Using SQLMesh to run dbt Projects

Using SQLMesh to run dbt project with Kestra.

What is SQLMesh?

SQLMesh is an open source python data transformation and modelling framework. It automates everything needed to run a scalable data transformation platform. SQLMesh works with a variety of engines and orchestrators.

SQLMesh enables data teams to efficiently run and deploy data transformations written in SQL or Python.

In this guide, we will learn how to run dbt projects based on BigQuery using SQLMesh with Kestra.

Example

Our Flow will do the following steps:

Download orders.csv using HTTP download task.
Create the table in BigQuery.
Upload the data from the csv file into the BigQuery table.
Create a dbt project which will create the BigQuery view from the BigQuery table.
Create SQLMeshCLI task that will run the dbt project.

SQLMesh supports integration with a variety of tools like Airflow, dbt, dlt, etc. One of the common use-cases of SQLMesh is to run dbt projects.

You can choose to pull your dbt project from a Git repository as mentioned in the How-to guide on dbt or create namespace files for the project. Here, we will create the complete project using namespace files which we will create as we go. You can later choose to push all the namespace files to a GitHub repository using PushNamespaceFiles.
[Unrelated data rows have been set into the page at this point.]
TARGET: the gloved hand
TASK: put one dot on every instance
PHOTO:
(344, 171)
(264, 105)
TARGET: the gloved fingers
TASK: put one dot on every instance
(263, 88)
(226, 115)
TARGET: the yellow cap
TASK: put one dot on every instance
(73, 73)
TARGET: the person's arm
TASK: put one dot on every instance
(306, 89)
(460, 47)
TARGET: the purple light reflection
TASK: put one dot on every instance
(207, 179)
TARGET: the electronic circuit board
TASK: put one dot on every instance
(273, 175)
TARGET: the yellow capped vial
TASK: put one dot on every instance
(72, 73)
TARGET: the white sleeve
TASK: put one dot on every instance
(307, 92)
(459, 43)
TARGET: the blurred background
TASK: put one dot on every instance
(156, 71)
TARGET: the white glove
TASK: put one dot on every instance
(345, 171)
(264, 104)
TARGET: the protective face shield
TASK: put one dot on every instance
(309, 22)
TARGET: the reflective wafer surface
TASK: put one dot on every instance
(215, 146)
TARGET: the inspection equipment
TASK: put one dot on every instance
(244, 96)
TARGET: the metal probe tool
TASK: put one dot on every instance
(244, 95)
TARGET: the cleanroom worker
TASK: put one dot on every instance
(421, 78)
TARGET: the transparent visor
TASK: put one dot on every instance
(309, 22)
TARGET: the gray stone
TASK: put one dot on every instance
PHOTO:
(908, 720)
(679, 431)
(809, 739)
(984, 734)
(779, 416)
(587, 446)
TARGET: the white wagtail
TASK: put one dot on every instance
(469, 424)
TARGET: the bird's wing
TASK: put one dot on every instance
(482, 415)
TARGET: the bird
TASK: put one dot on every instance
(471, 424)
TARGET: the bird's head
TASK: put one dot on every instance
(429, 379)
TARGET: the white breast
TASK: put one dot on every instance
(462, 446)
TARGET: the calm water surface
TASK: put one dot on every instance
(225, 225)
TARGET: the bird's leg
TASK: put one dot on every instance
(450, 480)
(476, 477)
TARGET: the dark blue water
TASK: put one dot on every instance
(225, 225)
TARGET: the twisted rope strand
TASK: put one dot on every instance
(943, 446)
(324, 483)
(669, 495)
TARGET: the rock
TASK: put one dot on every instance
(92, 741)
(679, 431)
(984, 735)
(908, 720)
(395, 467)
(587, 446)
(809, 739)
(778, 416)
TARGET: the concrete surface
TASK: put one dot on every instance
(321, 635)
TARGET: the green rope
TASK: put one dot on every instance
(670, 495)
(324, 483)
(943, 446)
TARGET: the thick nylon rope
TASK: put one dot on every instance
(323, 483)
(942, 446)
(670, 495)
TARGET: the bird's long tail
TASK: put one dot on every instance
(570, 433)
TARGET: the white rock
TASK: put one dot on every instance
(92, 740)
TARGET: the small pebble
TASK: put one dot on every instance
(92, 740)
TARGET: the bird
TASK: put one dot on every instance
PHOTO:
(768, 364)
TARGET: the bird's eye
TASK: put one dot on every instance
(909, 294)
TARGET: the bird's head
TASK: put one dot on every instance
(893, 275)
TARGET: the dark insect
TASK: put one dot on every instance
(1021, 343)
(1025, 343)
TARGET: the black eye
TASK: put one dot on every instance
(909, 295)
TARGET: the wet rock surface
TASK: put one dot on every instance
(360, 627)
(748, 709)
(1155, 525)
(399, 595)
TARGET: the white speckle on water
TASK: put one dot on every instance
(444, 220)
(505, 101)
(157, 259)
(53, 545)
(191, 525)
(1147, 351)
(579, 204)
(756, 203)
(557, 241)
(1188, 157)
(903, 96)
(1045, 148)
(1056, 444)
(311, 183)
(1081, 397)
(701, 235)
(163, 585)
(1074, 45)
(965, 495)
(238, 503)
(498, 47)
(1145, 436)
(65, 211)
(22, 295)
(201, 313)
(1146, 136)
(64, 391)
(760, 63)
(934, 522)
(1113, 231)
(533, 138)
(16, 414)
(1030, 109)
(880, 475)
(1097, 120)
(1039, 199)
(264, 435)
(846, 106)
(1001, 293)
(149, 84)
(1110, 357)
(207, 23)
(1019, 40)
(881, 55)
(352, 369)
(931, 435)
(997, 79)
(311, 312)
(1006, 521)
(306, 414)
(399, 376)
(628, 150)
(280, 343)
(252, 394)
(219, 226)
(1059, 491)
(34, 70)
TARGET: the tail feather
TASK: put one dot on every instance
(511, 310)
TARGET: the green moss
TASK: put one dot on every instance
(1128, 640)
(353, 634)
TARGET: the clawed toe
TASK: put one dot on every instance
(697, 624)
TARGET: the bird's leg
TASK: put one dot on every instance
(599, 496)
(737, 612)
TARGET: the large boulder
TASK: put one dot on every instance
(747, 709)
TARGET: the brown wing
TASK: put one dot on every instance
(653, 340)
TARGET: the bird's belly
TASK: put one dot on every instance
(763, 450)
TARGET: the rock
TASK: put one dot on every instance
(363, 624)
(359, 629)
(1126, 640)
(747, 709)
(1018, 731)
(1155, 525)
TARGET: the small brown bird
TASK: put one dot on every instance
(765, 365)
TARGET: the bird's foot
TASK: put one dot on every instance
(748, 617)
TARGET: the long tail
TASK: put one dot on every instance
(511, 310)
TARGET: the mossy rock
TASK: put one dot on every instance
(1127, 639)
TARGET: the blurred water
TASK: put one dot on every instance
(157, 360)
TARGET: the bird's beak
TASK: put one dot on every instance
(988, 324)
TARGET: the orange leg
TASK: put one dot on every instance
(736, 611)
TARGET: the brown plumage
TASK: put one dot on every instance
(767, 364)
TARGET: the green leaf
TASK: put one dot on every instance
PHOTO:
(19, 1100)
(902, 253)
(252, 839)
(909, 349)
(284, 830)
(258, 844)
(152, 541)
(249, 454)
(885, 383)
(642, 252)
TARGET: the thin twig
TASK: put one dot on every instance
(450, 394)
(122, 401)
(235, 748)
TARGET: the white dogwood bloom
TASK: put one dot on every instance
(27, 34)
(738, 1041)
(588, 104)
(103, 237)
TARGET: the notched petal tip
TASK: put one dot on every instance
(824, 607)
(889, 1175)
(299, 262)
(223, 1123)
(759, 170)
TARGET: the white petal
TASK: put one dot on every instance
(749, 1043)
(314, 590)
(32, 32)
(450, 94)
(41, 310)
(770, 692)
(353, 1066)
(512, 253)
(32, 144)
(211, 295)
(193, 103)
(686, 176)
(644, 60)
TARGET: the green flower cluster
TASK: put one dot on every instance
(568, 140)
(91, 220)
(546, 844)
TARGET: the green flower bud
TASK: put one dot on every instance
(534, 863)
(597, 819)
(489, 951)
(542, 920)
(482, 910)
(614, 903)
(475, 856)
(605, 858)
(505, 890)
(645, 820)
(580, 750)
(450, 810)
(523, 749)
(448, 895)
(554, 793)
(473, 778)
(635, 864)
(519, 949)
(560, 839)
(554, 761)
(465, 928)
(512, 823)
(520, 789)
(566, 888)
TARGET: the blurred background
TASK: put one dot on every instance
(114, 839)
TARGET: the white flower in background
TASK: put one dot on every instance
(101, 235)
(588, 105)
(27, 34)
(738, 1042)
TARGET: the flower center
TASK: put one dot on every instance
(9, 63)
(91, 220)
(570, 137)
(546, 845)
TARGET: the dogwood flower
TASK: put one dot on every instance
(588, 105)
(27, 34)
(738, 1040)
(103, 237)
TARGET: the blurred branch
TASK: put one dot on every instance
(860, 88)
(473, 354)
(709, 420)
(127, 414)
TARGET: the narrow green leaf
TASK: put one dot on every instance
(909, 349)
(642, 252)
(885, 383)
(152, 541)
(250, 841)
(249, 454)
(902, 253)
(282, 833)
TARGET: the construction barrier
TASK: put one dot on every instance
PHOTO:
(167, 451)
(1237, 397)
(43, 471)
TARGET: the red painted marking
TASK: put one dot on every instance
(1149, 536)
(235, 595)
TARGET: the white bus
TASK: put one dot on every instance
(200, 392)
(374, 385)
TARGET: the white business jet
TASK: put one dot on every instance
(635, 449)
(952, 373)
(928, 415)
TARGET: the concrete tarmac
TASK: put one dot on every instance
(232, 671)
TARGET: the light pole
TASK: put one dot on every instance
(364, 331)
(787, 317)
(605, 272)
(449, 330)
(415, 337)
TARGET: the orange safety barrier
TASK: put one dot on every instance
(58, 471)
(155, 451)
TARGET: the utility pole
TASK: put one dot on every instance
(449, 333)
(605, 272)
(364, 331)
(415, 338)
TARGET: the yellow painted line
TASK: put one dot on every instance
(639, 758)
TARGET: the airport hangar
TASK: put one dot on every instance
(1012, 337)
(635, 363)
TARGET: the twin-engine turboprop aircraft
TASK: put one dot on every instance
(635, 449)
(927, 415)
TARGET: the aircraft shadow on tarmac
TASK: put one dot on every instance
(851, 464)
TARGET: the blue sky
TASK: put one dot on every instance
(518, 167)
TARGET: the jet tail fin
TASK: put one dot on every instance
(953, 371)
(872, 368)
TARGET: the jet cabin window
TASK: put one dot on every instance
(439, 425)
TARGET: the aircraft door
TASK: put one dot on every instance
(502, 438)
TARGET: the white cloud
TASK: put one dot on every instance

Creating our Flow with SQLMeshCLI Task

Based on the steps mentioned in the description, let’s create tasks for each step.

id: sqlmesh_transform
namespace: company.team

tasks:
  - id: orders_http_download
    type: io.kestra.plugin.core.http.Download
    description: Download orders.csv using HTTP Download
    uri: https://huggingface.co/datasets/kestra/datasets/raw/#main/csv/orders.csv

  - id: create_orders_table
    type: io.kestra.plugin.gcp.bigquery.CreateTable
    description: Create orders table in BigQuery
    serviceAccount: "{{ secret('GCP_SERVICE_ACCOUNT_JSON') }}"
    projectId: <gcp-project-id>
    dataset: ecommerce
    table: orders
    tableDefinition:
      type: TABLE
      schema:
        fields:
        - name: order_id
          type: INT64
        - name: customer_name
          type: STRING
        - name: customer_email
          type: STRING
        - name: product_id
          type: INT64
        - name: price
          type: FLOAT64
        - name: quantity
          type: INT64
        - name: total
          type: FLOAT64

  - id: load_orders_table
    type: io.kestra.plugin.gcp.bigquery.Load
    description: Load orders table with data from orders.csv
    from: "{{ outputs.orders_http_download.uri }}"
    projectId: <gcp-project-id>
    serviceAccount: "{{ secret('GCP_SERVICE_ACCOUNT_JSON') }}"
    destinationTable: "<gcp-project-id>.ecommerce.orders"
    format: CSV
    csvOptions:
      fieldDelimiter: ","
      skipLeadingRows: 1

  - id: sqlmesh_transform
    type: io.kestra.plugin.sqlmesh.cli.SQLMeshCLI
    description: Use SQLMesh to run the dbt project
    inputFiles:
      sa.json: "{{ secret('GCP_SERVICE_ACCOUNT_JSON') }}"
    namespaceFiles:
      enabled : true
    beforeCommands:
      - pip install "sqlmesh[bigquery]"
      - pip install dbt-bigquery
    commands:
      - sqlmesh init -t dbt
      - sqlmesh plan --auto-apply

It’s important that we have the following properties configured:

namespaceFiles property has enabled set to true to ensure that the task has access to your namespace files.
Provide the GCP service account JSON file so that the task is able to connect to your GCP account in order to access BigQuery. Check out the dedicated guide on how to add it. This file is referenced in the dbt project file.
Install the sqlmesh[bigquery] and dbt-bigquery depenedencies with beforeCommands. These allow SQLMesh and dbt to perform operations on BigQuery.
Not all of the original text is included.